This is a preprint version of an article submitted for publication in the Medical Journal of Australia. Changes may be made before final publication. Click here for the PDF version. Suggested citation: Holmes TR, Hepschke JL, Jacobson I, Maloof A. Mucormycosis: early treatment is the key to survival. Med J Aust 2021; https://www.mja.com.au/journal/2021/mucormycosis-early-treatment-key-survival [Preprint, 11 May 2021].
A 67-year-old man presented to his rural general practitioner with left facial pain. He has a background of insulin-dependent type II diabetes, psoriatic arthritis, and sarcoidosis treated with regular methotrexate and golimumab. A recent flare of sarcoidosis was treated with prednisone resulting in poor diabetic control (haemoglobin A1c =10.7%). He was initially treated for sinusitis with amoxicillin clavulanate, but hospitalised three days later for orbital cellulitis and commenced on intravenous (IV) ceftriaxone and flucloxacillin. He was transferred to our institution following further deterioration.

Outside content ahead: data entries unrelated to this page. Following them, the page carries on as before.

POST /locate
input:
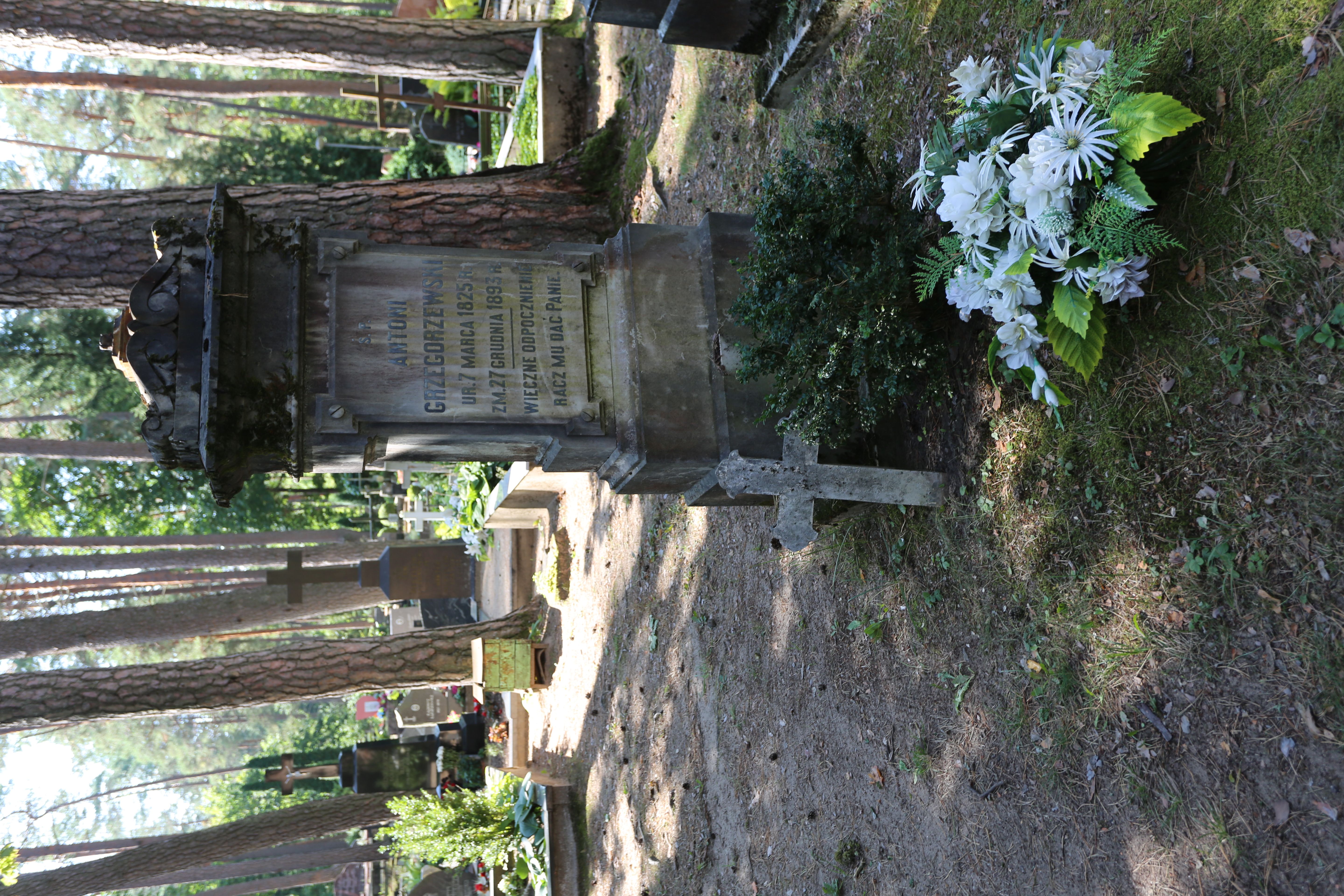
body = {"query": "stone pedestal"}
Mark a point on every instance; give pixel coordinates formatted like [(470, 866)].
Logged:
[(325, 351)]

On day 5 since symptom onset orbital examination revealed no perception of light in the left eye, ptosis, proptosis, a non-reactive pupil, chemosis, complete ophthalmoplegia and paresthesia in the left ophthalmic and maxillary nerve distributions (Figure 1 - available in PDF). Fundus examination demonstrated, mild diabetic retinopathy, a mildly swollen, pale optic nerve. Nasoendoscopy revealed subtle erythema of the lateral nasal wall and minor crusting on the middle turbinate which bled on contact.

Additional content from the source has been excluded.